Acting in this way, the packages can be routed freely on the VNet and they can reach their destination: the VMs to manage.

As you can see we did not cite the need to add some specific route rule. In effect, by simulating that the packets are originated by OpenVPN, all of them will be routed on various subnets using the system route rule “Local Vnet Roule”.

Note: Even IP Forwarding is not needed, since there are no route rules which send traffic to a NIC that isn't a real destination of network traffic. All incoming traffic is “enveloped” in the VPN tunnel and, in OpenVPN server, will be unwrapped and then sent to its destination without Azure infrastructure actions.

Sample Code

The proposed code for automation has two main components:

1. PowerShell script used to prepare Azure infrastructure
2. Bash script used to execute CentOS server auto-configuration

The first one will execute the steps needed to create the proposed infrastructure and, as last step, it will setup a Virtual Machine Extension that permits the execution of a provided Bash script on the machine at the end of its provisioning.

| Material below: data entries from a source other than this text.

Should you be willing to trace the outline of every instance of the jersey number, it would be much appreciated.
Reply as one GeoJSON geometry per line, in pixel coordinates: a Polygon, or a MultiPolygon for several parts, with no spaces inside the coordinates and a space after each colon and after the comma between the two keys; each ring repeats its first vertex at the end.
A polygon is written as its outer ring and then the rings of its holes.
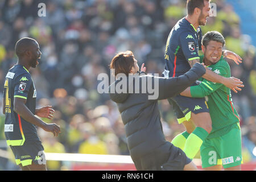
{"type": "Polygon", "coordinates": [[[6,78],[5,82],[5,88],[6,88],[5,91],[5,113],[10,113],[11,99],[9,98],[9,82],[8,78],[6,78]]]}

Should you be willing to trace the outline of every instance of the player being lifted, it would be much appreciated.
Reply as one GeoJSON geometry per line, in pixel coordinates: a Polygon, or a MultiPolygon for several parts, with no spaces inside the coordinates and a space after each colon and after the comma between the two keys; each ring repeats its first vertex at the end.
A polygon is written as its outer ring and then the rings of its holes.
{"type": "MultiPolygon", "coordinates": [[[[217,31],[207,32],[202,41],[204,62],[208,68],[225,77],[230,76],[230,68],[221,55],[225,39],[217,31]]],[[[242,144],[240,118],[231,98],[230,89],[222,84],[201,78],[197,86],[188,88],[181,96],[207,97],[212,121],[212,130],[200,148],[202,167],[206,170],[241,170],[242,144]]]]}
{"type": "MultiPolygon", "coordinates": [[[[198,51],[201,48],[202,33],[199,26],[205,25],[207,18],[210,15],[209,1],[188,0],[187,15],[178,21],[168,38],[164,76],[174,77],[181,75],[200,61],[198,51]]],[[[241,57],[236,53],[228,51],[224,51],[222,53],[237,64],[241,62],[241,57]]],[[[222,77],[209,69],[207,69],[207,73],[209,76],[204,76],[204,78],[222,84],[236,93],[237,90],[241,90],[239,87],[243,86],[239,79],[222,77]]],[[[212,130],[212,120],[205,100],[178,95],[168,99],[168,101],[173,105],[179,123],[182,123],[186,129],[172,143],[183,149],[188,157],[192,159],[212,130]]]]}
{"type": "Polygon", "coordinates": [[[29,38],[18,41],[15,51],[18,63],[6,75],[4,85],[6,142],[22,170],[46,170],[44,148],[36,126],[54,136],[58,135],[60,129],[55,123],[46,123],[35,116],[51,119],[55,112],[51,106],[35,109],[36,91],[28,70],[38,64],[42,53],[37,42],[29,38]]]}

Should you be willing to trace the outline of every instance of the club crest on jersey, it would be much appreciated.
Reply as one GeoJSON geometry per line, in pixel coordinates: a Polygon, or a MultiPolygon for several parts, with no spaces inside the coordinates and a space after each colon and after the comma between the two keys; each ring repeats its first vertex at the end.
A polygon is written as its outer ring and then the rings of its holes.
{"type": "Polygon", "coordinates": [[[189,42],[188,43],[188,49],[190,51],[195,51],[195,43],[193,42],[189,42]]]}
{"type": "Polygon", "coordinates": [[[33,98],[36,97],[36,89],[34,90],[33,98]]]}
{"type": "Polygon", "coordinates": [[[19,91],[24,91],[26,88],[26,84],[25,83],[21,82],[19,86],[19,91]]]}

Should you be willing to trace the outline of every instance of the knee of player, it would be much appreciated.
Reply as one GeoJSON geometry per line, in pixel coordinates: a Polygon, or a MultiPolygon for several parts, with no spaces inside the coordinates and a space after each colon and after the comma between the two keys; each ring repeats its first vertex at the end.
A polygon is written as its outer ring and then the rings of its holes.
{"type": "Polygon", "coordinates": [[[204,129],[209,134],[212,130],[212,125],[205,125],[204,129]]]}

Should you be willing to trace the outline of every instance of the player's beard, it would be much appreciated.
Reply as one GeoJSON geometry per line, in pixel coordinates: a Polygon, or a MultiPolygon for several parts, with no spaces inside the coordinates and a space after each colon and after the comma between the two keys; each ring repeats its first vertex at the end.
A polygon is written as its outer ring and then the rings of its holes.
{"type": "Polygon", "coordinates": [[[201,12],[200,15],[199,15],[199,18],[198,18],[198,23],[199,26],[205,26],[206,23],[203,22],[205,19],[205,16],[203,14],[202,12],[201,12]]]}

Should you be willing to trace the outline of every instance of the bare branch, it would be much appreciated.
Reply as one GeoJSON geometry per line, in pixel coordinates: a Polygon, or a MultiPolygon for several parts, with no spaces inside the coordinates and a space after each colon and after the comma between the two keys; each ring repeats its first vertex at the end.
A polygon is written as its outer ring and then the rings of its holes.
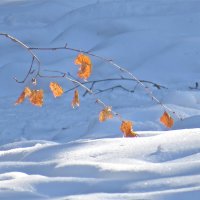
{"type": "Polygon", "coordinates": [[[37,61],[38,64],[38,71],[37,74],[39,74],[40,72],[40,60],[38,59],[38,57],[35,55],[35,53],[30,49],[29,46],[27,46],[26,44],[24,44],[22,41],[20,41],[19,39],[7,34],[7,33],[1,33],[0,32],[0,36],[4,36],[6,38],[9,38],[11,41],[17,43],[18,45],[20,45],[22,48],[24,48],[26,51],[28,51],[28,53],[32,56],[32,61],[31,61],[31,66],[25,76],[25,78],[22,81],[19,81],[16,77],[14,77],[15,81],[18,83],[24,83],[27,78],[29,77],[29,75],[31,74],[32,68],[33,68],[33,63],[34,61],[37,61]]]}

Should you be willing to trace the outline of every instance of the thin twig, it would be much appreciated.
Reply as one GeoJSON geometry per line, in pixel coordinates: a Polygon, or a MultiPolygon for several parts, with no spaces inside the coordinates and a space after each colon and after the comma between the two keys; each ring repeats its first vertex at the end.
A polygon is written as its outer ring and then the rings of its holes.
{"type": "Polygon", "coordinates": [[[54,48],[34,48],[34,47],[30,47],[30,50],[70,50],[70,51],[74,51],[74,52],[78,52],[78,53],[84,53],[90,56],[93,56],[95,58],[98,58],[104,62],[109,63],[110,65],[112,65],[113,67],[115,67],[116,69],[120,70],[121,72],[125,72],[127,73],[131,79],[135,80],[139,85],[142,86],[142,88],[144,89],[144,91],[146,92],[146,94],[153,100],[155,101],[157,104],[159,104],[161,107],[163,107],[164,110],[169,111],[170,113],[173,113],[174,115],[176,115],[176,117],[178,119],[182,119],[175,111],[173,111],[171,108],[169,108],[168,106],[164,105],[162,102],[160,102],[152,93],[151,90],[149,90],[136,76],[133,75],[133,73],[131,73],[130,71],[128,71],[126,68],[118,65],[117,63],[115,63],[112,59],[108,59],[108,58],[104,58],[101,56],[98,56],[96,54],[91,53],[90,51],[83,51],[83,50],[79,50],[79,49],[75,49],[75,48],[70,48],[67,45],[64,47],[54,47],[54,48]]]}
{"type": "Polygon", "coordinates": [[[24,48],[26,51],[28,51],[29,54],[31,54],[32,56],[32,61],[31,61],[31,66],[25,76],[25,78],[22,80],[22,81],[19,81],[16,77],[14,77],[15,81],[18,82],[18,83],[24,83],[27,78],[29,77],[29,75],[31,74],[31,71],[32,71],[32,68],[33,68],[33,63],[34,61],[36,60],[37,61],[37,64],[38,64],[38,71],[37,71],[37,74],[39,74],[40,72],[40,60],[38,59],[38,57],[35,55],[35,53],[30,49],[29,46],[27,46],[26,44],[24,44],[22,41],[18,40],[17,38],[7,34],[7,33],[2,33],[0,32],[0,36],[4,36],[6,38],[9,38],[11,41],[17,43],[18,45],[20,45],[22,48],[24,48]]]}

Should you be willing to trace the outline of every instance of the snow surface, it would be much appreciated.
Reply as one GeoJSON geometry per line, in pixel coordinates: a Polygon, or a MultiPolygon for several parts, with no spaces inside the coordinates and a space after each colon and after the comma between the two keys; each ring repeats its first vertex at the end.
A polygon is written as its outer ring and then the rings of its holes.
{"type": "MultiPolygon", "coordinates": [[[[200,198],[199,0],[1,0],[0,32],[29,46],[64,46],[112,58],[142,80],[173,109],[175,125],[159,123],[163,109],[140,88],[120,88],[98,97],[134,121],[137,138],[123,138],[120,121],[98,121],[90,95],[71,108],[72,92],[54,99],[51,80],[39,80],[45,105],[14,106],[25,87],[31,57],[0,39],[0,199],[146,200],[200,198]]],[[[76,75],[69,51],[35,51],[45,69],[76,75]]],[[[90,80],[128,77],[92,58],[90,80]]],[[[59,81],[67,90],[73,85],[59,81]]],[[[99,83],[97,89],[131,81],[99,83]]],[[[89,86],[89,85],[88,85],[89,86]]],[[[33,87],[33,86],[32,86],[33,87]]],[[[84,91],[80,90],[83,94],[84,91]]]]}

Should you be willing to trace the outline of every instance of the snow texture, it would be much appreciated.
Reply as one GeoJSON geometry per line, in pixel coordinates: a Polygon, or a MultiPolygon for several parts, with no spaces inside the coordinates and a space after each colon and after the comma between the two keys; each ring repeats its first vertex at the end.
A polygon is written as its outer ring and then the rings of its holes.
{"type": "MultiPolygon", "coordinates": [[[[2,200],[199,200],[200,199],[200,1],[198,0],[1,0],[0,32],[32,47],[69,47],[112,58],[141,80],[175,115],[171,130],[159,122],[163,108],[140,87],[99,93],[137,138],[123,138],[117,118],[98,121],[91,95],[71,108],[73,92],[54,99],[49,81],[42,108],[14,102],[31,81],[17,84],[30,55],[0,36],[0,199],[2,200]],[[193,89],[191,89],[193,88],[193,89]]],[[[76,76],[70,51],[34,51],[43,68],[76,76]]],[[[128,78],[92,58],[90,80],[128,78]]],[[[59,80],[65,90],[73,87],[59,80]]],[[[133,81],[96,84],[97,89],[133,81]]],[[[90,86],[90,85],[88,85],[90,86]]],[[[33,87],[33,86],[31,86],[33,87]]],[[[84,91],[80,89],[80,94],[84,91]]]]}

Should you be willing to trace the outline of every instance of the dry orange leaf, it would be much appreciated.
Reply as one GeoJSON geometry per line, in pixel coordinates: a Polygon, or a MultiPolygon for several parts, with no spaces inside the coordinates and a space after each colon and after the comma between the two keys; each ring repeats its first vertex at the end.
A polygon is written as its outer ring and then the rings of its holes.
{"type": "Polygon", "coordinates": [[[42,106],[43,96],[44,96],[43,90],[32,90],[29,100],[35,106],[42,106]]]}
{"type": "Polygon", "coordinates": [[[51,82],[49,85],[54,97],[59,97],[63,94],[63,88],[56,82],[51,82]]]}
{"type": "Polygon", "coordinates": [[[79,71],[78,71],[78,77],[87,80],[91,73],[92,73],[92,62],[90,58],[82,53],[80,53],[74,63],[76,65],[80,65],[79,71]]]}
{"type": "Polygon", "coordinates": [[[22,103],[25,100],[25,98],[30,95],[31,95],[31,89],[29,87],[25,87],[25,89],[23,90],[23,92],[21,93],[17,101],[15,102],[15,105],[22,103]]]}
{"type": "Polygon", "coordinates": [[[168,128],[171,128],[174,125],[173,118],[166,111],[161,116],[160,122],[163,123],[168,128]]]}
{"type": "Polygon", "coordinates": [[[124,133],[124,137],[136,137],[137,134],[133,131],[133,122],[122,121],[120,130],[124,133]]]}
{"type": "Polygon", "coordinates": [[[72,100],[72,107],[75,108],[76,106],[80,105],[80,101],[79,101],[79,94],[78,94],[78,90],[74,91],[74,98],[72,100]]]}
{"type": "Polygon", "coordinates": [[[112,118],[113,118],[113,114],[112,114],[112,108],[111,107],[104,108],[99,114],[99,121],[100,122],[104,122],[107,119],[112,119],[112,118]]]}

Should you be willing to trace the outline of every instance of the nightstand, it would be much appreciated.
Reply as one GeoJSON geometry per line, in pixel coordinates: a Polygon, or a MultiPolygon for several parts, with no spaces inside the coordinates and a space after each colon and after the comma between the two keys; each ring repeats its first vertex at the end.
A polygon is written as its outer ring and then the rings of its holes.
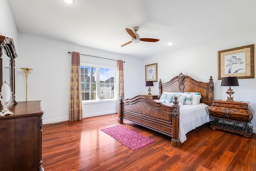
{"type": "Polygon", "coordinates": [[[158,99],[158,95],[147,95],[149,98],[152,100],[157,100],[158,99]]]}
{"type": "Polygon", "coordinates": [[[210,127],[252,137],[253,127],[248,123],[251,123],[254,111],[250,102],[214,100],[209,111],[212,116],[210,127]]]}

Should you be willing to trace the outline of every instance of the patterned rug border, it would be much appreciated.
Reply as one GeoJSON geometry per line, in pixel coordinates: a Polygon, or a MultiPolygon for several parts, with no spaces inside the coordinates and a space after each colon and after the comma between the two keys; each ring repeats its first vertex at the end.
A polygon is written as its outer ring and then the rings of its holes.
{"type": "Polygon", "coordinates": [[[133,151],[138,150],[155,142],[155,141],[148,137],[121,125],[114,126],[101,129],[100,130],[118,141],[133,151]],[[113,129],[115,129],[116,130],[114,130],[114,131],[113,131],[113,129]],[[124,134],[124,131],[126,132],[124,134]],[[118,133],[118,131],[120,132],[118,133]],[[130,134],[128,134],[128,133],[130,134]],[[122,135],[122,134],[123,134],[122,135]],[[133,137],[130,137],[131,136],[133,137]],[[129,139],[129,138],[130,139],[129,139]],[[136,139],[138,139],[140,141],[135,141],[136,139]],[[144,141],[141,142],[142,140],[144,141]],[[135,144],[136,144],[136,146],[134,145],[135,144]]]}

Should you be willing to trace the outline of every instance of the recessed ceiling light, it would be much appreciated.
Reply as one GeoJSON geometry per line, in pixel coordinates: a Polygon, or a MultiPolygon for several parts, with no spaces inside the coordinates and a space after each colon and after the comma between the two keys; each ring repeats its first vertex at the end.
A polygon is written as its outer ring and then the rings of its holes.
{"type": "Polygon", "coordinates": [[[75,0],[63,0],[67,4],[72,4],[75,2],[75,0]]]}

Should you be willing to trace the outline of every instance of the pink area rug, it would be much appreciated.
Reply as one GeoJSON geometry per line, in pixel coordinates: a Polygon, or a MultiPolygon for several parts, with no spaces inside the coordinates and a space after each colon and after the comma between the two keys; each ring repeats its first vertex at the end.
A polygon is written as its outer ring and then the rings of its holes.
{"type": "Polygon", "coordinates": [[[155,141],[120,125],[101,129],[132,151],[136,151],[155,141]]]}

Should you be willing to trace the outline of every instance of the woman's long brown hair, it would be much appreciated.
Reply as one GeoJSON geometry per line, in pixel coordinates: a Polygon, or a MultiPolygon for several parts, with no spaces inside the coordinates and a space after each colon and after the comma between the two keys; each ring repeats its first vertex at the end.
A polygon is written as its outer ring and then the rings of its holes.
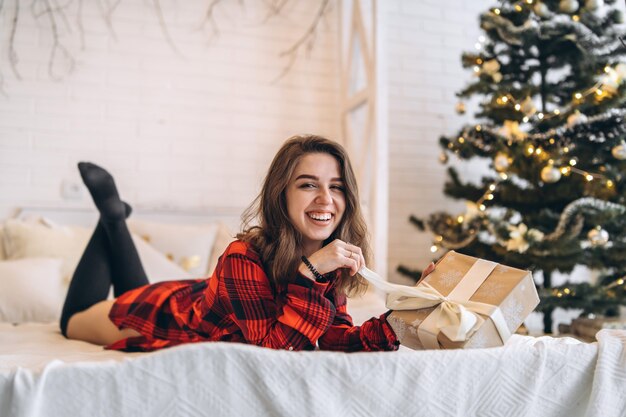
{"type": "MultiPolygon", "coordinates": [[[[297,274],[302,253],[302,235],[293,226],[287,212],[286,191],[291,176],[304,155],[325,153],[339,163],[345,187],[346,209],[339,226],[323,245],[335,239],[361,248],[369,261],[367,227],[361,214],[356,177],[345,149],[321,136],[294,136],[280,148],[263,182],[259,195],[242,215],[242,232],[238,239],[250,243],[261,256],[265,272],[276,284],[285,283],[297,274]]],[[[336,282],[339,293],[355,294],[367,288],[360,275],[351,277],[341,270],[336,282]]]]}

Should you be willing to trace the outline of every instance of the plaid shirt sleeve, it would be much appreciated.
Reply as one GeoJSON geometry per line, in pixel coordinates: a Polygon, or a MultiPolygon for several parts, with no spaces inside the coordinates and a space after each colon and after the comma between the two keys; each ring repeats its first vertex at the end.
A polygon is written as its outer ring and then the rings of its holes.
{"type": "Polygon", "coordinates": [[[333,298],[335,319],[320,337],[320,349],[345,352],[398,350],[400,343],[386,320],[389,312],[379,318],[371,318],[361,326],[354,326],[346,309],[346,296],[336,294],[333,298]]]}
{"type": "Polygon", "coordinates": [[[335,318],[335,306],[324,296],[328,284],[298,274],[285,291],[275,292],[254,256],[229,254],[220,275],[220,302],[248,343],[311,350],[335,318]]]}

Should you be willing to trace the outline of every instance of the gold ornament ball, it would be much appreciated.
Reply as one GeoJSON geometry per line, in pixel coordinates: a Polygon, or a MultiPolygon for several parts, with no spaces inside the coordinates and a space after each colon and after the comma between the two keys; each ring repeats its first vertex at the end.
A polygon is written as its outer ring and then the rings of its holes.
{"type": "Polygon", "coordinates": [[[563,13],[575,13],[578,10],[578,6],[576,0],[561,0],[559,10],[563,13]]]}
{"type": "Polygon", "coordinates": [[[561,179],[561,171],[553,165],[545,166],[541,170],[541,180],[547,183],[554,183],[561,179]]]}
{"type": "Polygon", "coordinates": [[[609,232],[597,226],[587,233],[587,238],[592,246],[604,246],[609,243],[609,232]]]}
{"type": "Polygon", "coordinates": [[[510,165],[509,157],[505,153],[499,152],[496,154],[495,158],[493,158],[493,166],[498,172],[506,171],[510,165]]]}
{"type": "Polygon", "coordinates": [[[626,159],[626,143],[622,141],[622,143],[613,147],[613,149],[611,149],[611,154],[615,159],[619,159],[620,161],[626,159]]]}
{"type": "Polygon", "coordinates": [[[533,11],[539,17],[550,17],[551,15],[548,6],[546,6],[545,3],[539,1],[533,6],[533,11]]]}
{"type": "Polygon", "coordinates": [[[598,10],[602,6],[604,6],[603,0],[586,0],[585,1],[585,8],[588,10],[598,10]]]}
{"type": "Polygon", "coordinates": [[[458,114],[465,114],[465,103],[459,101],[456,103],[456,106],[454,106],[454,110],[456,110],[458,114]]]}
{"type": "Polygon", "coordinates": [[[587,123],[587,116],[576,110],[567,117],[567,126],[573,127],[580,123],[587,123]]]}

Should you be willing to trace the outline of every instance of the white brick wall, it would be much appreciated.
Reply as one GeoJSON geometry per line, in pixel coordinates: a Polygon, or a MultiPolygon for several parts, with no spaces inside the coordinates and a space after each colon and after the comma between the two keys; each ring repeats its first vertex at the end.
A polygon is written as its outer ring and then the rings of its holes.
{"type": "MultiPolygon", "coordinates": [[[[20,2],[21,3],[21,2],[20,2]]],[[[80,2],[72,3],[75,7],[80,2]]],[[[21,7],[17,80],[6,58],[12,2],[0,21],[0,218],[24,205],[84,205],[63,200],[64,180],[79,181],[76,162],[92,160],[116,176],[137,206],[245,207],[280,144],[295,133],[338,138],[337,18],[319,26],[314,49],[301,53],[280,82],[279,53],[305,32],[316,2],[289,2],[265,23],[265,2],[223,2],[219,34],[199,30],[206,2],[162,1],[164,40],[152,2],[121,2],[115,37],[98,2],[82,2],[84,49],[59,23],[76,69],[48,76],[51,45],[45,17],[21,7]],[[44,58],[42,58],[44,57],[44,58]]]]}
{"type": "MultiPolygon", "coordinates": [[[[431,236],[408,218],[464,209],[445,199],[439,136],[453,134],[471,111],[454,111],[455,92],[470,80],[461,53],[480,35],[479,14],[493,1],[393,0],[387,4],[389,64],[389,279],[408,282],[398,265],[423,268],[431,261],[431,236]]],[[[468,109],[470,110],[470,109],[468,109]]]]}

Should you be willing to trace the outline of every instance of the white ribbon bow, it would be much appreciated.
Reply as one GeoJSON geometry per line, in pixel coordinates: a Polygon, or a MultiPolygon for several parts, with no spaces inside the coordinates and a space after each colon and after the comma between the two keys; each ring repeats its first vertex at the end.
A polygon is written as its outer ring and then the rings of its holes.
{"type": "Polygon", "coordinates": [[[503,342],[511,336],[497,306],[469,300],[496,265],[479,259],[448,296],[442,295],[426,282],[409,287],[387,282],[366,267],[361,268],[359,273],[374,287],[388,293],[386,305],[391,310],[418,310],[436,306],[419,323],[417,335],[426,349],[439,349],[437,335],[440,332],[453,342],[468,340],[484,322],[479,314],[491,318],[503,342]]]}

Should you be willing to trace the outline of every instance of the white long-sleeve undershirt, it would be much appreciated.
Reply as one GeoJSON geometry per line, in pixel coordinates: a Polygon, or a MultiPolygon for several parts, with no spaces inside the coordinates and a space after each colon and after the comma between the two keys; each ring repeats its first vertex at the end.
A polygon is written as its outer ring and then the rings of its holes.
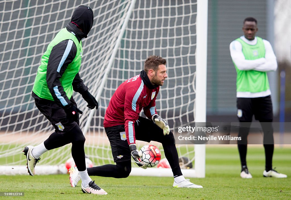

The Bash script will handle the necessary customizations of CentOS image. Moreover, it will take care of upload, on a new private Azure Blob, the credentials which are necessary to OpenVPN client to establish a connection with the server.

A detailed guide of the code can be found in the GitHub project.

Conclusion

In this article, we have described an architecture, based on a mix of Azure IaaS resources and open source community software to address a particular requirement of some users. We also released a sample code.

This is further proof of how various situations can be addressed easily with the combination of resources and services available on Azure.

NOTE: For those interested in this kind of solution, I'm happy to share that the official implementation to enable OpenVPN support on Azure VPN Gateway is now available. Please refer to, “Configure OpenVPN for Azure point-to-site VPN Gateway (Preview)” on the Microsoft Azure Docs page.